Le principe- Jérôme Ferrari
"Ils ne doutent jamais de leur propre importance".
Werner Heisenberg, physicien, prix Nobel 1932, est l'un des fondateurs de la mécanique quantique, et plus précisément du principe d'incertitude ou d'indétermination. (pour en savoir plus sur cet obscur et vaste sujet que je serais bien en peine de développer, cliquez ici).
Dans ce court roman, un jeune étudiant en philosophie (probable avatar de l'auteur), médite autour de ce personnage génial et ambigu que fut Heisenberg, à qui il doit "la plus cuisante humiliation de sa vie" après un examen oral particulièrement raté. Cette évocation de 161 pages, adressée au physicien lui-même, (en parallèle avec la vie du narrateur en 1995) a bien failli me laisser au bord de la route.
Je dis bien "failli".
Encore une fois, ma lecture se déroule en plusieurs phases : dès les premières lignes, je suis totalement séduite par l'écriture. Je découvre un auteur qui écrit comme il respire, et ça, c'est pas tous les jours. Je me dis que je tiens à coup sûr un chef-d'oeuvre... Puis ça se complique, devient abscons, irritant, je lis et relis les paragraphes sans comprendre. Je regarde sur Internet, l'histoire de la vitesse etc. Mouais. Mon mari tente de m'expliquer le principe avec ses mots à lui. En général, ça marche bien, quand il m'explique les choses. Mais bon, là, c'est pas super clair quand même. Mon Poupouce m'appelle. Je laisse tomber pour un moment. J'y reviens dix minutes plus tard. Je reprends ma lecture. Je suis à nouveau interrompue. (ou je m'interromps moi-même, quand j'ai du mal avec quelque chose, tous les prétextes sont bons pour lâcher) Je reviens...

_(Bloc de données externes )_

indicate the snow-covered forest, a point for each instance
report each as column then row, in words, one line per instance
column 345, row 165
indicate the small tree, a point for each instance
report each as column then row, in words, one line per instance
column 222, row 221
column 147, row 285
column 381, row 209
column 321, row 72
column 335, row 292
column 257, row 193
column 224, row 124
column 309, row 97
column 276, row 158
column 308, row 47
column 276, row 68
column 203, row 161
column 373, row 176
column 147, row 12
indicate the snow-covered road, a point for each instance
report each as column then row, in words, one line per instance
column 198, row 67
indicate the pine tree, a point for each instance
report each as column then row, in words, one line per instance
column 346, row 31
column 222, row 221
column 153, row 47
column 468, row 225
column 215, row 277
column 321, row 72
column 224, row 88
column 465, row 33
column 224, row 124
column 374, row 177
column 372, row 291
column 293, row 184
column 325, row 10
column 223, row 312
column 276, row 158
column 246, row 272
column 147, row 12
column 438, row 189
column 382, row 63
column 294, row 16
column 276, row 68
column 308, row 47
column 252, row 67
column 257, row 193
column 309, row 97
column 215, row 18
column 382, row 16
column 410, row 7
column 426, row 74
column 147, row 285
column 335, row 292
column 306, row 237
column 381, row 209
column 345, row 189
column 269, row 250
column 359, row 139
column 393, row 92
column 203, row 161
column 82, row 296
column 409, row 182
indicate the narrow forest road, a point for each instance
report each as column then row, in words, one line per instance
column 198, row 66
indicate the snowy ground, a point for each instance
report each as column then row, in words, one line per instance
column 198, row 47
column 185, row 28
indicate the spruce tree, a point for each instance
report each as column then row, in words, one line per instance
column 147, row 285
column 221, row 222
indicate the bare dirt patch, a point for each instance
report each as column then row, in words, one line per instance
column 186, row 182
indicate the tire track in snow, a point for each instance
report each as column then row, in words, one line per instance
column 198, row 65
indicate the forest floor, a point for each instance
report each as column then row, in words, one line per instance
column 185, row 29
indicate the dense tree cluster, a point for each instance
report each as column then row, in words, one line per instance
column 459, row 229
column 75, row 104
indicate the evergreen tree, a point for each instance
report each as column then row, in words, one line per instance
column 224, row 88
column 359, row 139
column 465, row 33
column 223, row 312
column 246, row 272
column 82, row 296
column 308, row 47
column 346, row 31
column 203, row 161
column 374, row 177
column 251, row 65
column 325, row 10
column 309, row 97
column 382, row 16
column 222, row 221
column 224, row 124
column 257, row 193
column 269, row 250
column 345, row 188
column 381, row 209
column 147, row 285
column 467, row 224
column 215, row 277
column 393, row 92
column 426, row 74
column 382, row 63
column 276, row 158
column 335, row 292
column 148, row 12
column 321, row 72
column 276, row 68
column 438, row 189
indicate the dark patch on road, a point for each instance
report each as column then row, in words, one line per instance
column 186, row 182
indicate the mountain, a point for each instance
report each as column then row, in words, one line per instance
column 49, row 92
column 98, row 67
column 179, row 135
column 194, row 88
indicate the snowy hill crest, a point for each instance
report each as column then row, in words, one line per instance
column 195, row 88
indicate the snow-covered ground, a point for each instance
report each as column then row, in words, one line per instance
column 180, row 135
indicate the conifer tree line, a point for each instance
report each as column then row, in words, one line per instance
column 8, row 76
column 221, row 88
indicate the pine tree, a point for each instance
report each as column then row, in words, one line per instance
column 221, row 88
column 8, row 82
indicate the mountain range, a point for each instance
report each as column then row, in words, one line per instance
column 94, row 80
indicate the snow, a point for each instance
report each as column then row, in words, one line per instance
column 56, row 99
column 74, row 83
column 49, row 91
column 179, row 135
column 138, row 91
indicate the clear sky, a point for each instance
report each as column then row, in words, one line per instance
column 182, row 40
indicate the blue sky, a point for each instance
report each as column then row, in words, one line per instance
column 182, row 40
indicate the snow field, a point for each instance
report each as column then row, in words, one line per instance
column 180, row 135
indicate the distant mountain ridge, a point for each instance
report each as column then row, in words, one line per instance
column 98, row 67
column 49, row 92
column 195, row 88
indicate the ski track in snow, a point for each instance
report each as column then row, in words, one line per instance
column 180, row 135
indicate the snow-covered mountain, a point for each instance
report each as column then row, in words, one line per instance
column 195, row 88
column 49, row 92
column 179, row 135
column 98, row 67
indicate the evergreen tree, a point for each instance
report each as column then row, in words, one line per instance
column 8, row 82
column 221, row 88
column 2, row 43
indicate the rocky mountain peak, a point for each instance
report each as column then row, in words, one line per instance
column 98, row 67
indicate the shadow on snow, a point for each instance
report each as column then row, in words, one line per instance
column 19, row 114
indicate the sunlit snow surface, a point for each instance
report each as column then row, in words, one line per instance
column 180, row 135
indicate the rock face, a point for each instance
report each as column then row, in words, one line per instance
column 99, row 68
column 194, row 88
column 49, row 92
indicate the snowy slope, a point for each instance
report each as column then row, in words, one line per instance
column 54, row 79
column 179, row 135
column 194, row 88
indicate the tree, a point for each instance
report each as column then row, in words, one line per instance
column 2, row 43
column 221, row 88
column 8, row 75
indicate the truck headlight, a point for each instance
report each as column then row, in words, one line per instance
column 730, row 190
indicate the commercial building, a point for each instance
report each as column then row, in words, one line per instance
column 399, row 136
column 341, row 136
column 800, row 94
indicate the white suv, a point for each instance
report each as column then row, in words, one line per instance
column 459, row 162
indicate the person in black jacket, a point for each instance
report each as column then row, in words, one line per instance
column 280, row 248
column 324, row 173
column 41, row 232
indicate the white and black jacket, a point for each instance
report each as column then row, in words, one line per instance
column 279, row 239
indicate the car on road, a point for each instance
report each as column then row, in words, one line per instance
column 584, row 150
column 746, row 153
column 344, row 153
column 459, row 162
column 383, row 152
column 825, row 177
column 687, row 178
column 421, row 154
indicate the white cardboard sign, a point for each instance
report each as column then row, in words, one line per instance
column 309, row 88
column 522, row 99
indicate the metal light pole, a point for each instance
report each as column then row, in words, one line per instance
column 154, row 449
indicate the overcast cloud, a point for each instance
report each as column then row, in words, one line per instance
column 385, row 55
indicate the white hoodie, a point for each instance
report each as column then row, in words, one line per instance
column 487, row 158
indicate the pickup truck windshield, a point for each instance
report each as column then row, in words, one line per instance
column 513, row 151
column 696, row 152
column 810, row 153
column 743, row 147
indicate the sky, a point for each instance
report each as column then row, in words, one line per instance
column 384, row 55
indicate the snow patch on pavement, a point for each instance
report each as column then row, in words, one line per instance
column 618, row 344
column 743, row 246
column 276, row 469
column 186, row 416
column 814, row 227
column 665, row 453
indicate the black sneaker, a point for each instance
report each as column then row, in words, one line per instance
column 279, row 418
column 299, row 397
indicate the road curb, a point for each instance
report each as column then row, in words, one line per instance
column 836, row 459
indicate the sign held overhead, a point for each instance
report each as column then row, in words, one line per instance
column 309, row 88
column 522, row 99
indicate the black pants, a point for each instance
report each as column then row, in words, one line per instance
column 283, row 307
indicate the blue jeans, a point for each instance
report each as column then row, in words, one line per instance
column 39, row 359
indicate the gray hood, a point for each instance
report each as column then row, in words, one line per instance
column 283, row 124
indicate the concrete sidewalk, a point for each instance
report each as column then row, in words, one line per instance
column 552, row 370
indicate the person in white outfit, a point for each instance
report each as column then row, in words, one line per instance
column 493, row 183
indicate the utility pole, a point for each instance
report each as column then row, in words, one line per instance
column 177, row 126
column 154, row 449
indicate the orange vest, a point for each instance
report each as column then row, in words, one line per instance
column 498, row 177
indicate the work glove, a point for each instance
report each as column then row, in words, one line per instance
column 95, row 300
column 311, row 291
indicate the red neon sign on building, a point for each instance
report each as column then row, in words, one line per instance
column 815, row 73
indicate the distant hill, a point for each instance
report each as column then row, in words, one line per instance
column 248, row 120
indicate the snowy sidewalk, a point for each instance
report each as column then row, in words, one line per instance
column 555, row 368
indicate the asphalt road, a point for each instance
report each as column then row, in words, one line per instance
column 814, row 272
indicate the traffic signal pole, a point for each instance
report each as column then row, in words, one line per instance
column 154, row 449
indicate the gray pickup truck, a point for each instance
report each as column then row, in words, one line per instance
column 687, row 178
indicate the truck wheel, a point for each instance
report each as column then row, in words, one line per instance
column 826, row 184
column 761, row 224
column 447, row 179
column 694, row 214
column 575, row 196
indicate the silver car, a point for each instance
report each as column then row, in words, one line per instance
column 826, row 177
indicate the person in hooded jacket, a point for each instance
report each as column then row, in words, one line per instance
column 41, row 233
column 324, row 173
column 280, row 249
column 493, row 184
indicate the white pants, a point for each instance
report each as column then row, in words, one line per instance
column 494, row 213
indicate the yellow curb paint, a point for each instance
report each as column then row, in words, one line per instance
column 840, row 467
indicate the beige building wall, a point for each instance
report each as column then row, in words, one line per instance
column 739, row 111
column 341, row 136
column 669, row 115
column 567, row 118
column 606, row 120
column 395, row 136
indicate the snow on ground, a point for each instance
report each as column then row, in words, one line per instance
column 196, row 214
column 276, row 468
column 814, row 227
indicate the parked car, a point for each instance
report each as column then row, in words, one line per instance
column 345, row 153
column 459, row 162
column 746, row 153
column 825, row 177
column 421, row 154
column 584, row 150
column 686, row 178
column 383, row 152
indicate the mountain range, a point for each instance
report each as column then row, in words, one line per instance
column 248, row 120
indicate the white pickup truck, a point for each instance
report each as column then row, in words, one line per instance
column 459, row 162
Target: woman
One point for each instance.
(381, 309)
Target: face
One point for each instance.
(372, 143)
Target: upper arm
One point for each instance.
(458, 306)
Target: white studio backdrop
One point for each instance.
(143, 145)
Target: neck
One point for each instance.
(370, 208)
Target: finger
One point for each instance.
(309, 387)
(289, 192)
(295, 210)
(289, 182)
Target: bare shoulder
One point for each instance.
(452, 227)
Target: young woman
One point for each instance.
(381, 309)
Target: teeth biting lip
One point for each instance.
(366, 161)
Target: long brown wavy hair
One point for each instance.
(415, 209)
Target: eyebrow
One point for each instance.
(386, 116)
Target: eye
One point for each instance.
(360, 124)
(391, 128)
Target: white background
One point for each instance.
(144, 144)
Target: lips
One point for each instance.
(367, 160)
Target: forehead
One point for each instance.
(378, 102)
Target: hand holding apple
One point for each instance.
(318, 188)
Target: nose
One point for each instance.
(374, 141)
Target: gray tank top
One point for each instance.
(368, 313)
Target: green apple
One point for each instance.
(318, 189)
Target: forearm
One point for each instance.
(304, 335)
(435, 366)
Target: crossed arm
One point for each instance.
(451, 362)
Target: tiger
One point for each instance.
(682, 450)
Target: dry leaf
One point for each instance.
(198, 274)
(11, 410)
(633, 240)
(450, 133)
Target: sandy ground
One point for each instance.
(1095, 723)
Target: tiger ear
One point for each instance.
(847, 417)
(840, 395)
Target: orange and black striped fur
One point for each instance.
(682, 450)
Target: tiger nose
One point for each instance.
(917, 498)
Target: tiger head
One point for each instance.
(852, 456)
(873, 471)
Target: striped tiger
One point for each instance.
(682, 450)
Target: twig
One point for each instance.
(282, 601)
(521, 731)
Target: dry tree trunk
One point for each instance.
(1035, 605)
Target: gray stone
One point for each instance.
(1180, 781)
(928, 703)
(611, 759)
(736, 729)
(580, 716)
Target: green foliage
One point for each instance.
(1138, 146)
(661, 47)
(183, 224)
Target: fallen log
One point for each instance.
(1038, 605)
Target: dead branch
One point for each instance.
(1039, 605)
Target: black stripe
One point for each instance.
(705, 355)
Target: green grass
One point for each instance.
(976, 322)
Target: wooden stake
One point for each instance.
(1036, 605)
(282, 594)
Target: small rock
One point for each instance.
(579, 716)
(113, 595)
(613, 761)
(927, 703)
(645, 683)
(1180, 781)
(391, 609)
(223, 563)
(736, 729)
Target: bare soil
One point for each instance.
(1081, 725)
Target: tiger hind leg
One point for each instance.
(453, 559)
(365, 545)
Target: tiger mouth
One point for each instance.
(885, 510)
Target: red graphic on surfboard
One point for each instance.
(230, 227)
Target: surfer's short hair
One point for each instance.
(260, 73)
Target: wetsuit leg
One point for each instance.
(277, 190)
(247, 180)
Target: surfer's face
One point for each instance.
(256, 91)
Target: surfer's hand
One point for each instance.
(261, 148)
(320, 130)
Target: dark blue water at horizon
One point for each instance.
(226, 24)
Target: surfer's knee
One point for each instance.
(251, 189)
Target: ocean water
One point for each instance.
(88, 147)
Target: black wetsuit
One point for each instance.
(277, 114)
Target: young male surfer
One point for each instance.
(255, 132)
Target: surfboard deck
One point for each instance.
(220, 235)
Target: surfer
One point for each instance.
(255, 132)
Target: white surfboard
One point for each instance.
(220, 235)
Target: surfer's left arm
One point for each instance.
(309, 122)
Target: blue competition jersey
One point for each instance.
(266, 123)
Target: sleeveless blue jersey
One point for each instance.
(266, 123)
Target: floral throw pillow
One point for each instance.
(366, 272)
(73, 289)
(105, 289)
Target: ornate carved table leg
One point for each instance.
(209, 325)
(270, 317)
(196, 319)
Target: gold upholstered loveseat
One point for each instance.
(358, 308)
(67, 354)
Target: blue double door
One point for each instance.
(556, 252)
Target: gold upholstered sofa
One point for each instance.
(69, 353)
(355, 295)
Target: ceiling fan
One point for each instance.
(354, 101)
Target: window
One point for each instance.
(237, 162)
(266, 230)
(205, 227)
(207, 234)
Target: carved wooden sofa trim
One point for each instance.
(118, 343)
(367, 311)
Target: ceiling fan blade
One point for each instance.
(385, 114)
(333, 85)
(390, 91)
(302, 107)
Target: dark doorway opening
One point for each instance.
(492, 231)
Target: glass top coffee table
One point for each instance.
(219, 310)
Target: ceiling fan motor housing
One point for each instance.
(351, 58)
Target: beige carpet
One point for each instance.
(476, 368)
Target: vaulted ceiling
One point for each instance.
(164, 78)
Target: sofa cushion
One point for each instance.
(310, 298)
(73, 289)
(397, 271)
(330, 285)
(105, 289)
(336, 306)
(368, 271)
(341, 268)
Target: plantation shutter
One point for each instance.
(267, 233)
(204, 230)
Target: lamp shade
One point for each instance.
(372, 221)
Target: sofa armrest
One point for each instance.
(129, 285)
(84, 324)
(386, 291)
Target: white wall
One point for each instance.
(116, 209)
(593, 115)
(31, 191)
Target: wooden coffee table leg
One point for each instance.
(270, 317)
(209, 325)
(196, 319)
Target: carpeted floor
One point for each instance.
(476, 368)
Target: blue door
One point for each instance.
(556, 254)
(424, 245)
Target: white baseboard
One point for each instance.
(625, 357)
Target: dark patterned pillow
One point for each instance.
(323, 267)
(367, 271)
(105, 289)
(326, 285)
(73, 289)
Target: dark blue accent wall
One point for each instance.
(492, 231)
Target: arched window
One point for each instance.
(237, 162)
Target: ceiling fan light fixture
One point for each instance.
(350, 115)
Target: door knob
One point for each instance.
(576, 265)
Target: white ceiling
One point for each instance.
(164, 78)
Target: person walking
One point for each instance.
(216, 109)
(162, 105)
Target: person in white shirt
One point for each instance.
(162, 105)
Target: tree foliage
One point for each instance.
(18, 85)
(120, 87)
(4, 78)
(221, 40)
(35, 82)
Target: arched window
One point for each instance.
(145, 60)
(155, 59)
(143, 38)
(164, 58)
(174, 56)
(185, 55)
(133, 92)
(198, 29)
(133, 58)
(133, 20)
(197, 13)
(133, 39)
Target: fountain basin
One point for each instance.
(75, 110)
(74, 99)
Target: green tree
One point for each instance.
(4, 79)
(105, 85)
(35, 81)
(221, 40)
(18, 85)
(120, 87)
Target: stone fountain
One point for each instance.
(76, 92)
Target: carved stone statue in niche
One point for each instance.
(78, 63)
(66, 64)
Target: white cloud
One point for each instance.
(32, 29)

Et là je dis non. Cette lecture, tu l'attends depuis longtemps, alors ne va pas te la gâcher.
Tu vas tout reprendre depuis le début. Le principe d'incertitude, tu ne le comprends pas, mais on s'en fout, ce n'est pas le plus important (Même François Busnel, à la Grande Librairie, avait l'air dépassé...). Et puis, tiens, tu vas lire à haute voix, (enfin à mi-voix) pour voir ce que ça donne. Je m'enferme dans la cuisine. Et je lis.
Soudain, c'est magique. Un truc se passe... le fameux "décroché dans la poitrine" dont on parle si bien, ici :)
Captivant, poétique, tragique.
Au delà de l'exploit qui consiste à rendre passionnant un sujet aussi effrayant, il est quand même pas mal question de physique quantique (eh oui, âmes sensibles il serait pourtant bien dommage de passer votre chemin), d'atomes, d'électrons, de la guerre, d'un monde en déliquescence, du mal absolu, de la nécessité de faire des choix qui seront lourds de conséquences (rester, partir, cautionner, résister...) il est aussi question de la beauté, de la beauté qui demeure encore et toujours, malgré l'horreur.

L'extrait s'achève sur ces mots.